It is estimated that more than half a million bone grafting procedures are performed in the United States annually with a cost over $2.5 billion. These numbers are expected to double by 2020. Both natural bone and bone substitutes have been used as graft materials. Natural bone may be autograft or allograft. Bone substitutes include natural or synthetic materials such as collagen, silicone, acrylics, calcium phosphate, calcium sulfate, or the like.
There are at least three ways in which a bone graft can help repair a defect. The first is osteogenesis, the formation of new bone within the graft by the presence of bone-forming cells called osteoprogenitor cells. The second is osteoinduction, a process in which molecules contained within the graft (e.g., bone morphogenic proteins and other growth factors) convert progenitor cells into bone-forming cells. The third is osteoconduction, a physical effect by which a matrix often containing graft material acts as a scaffold on which bone and cells in the recipient are able to form. The scaffolds promote the migration, proliferation and differentiation of bone cells for bone regeneration.
Demineralized bone matrix (DBM) has been shown to exhibit the ability to induce and/or conduct the formation of bone. It is therefore desirable to implant and maintain demineralized bone matrix at a site which bone growth is desired.

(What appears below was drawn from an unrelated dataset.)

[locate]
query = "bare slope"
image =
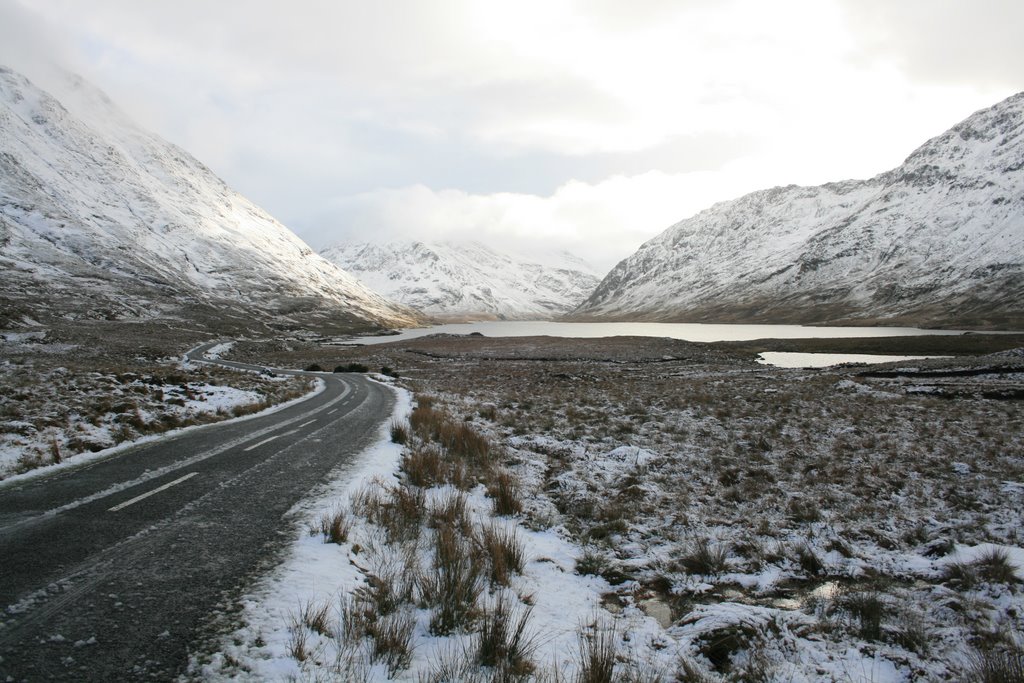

Bone fiber based-demineralized bone matrices for implantation exhibit improvements in mechanical properties, including cohesiveness, fiber length, fiber diameter or width, fiber aspect ratio, or a combination of multiple variables.
Oftentimes, when DBM fibers are made they lack cohesiveness and tend to fall apart or become loose in the package or during processing. In order to reduce this tendency, a binder (e.g., glycerol) is commonly added to keep the DBM fibers together. The inclusion of a binder can lead to additional manufacturing expenses and further complicate regulatory approval processes.
Therefore, there is a need for DBM compositions, devices and methods that allow osteogenesis, osteoinduction and/or osteoconduction. DBM compositions, devices and methods that can be made from bone material that does not need a binder would be beneficial. Furthermore, DBM compositions, devices and methods that easily allow hydration of the demineralized bone matrix would be beneficial.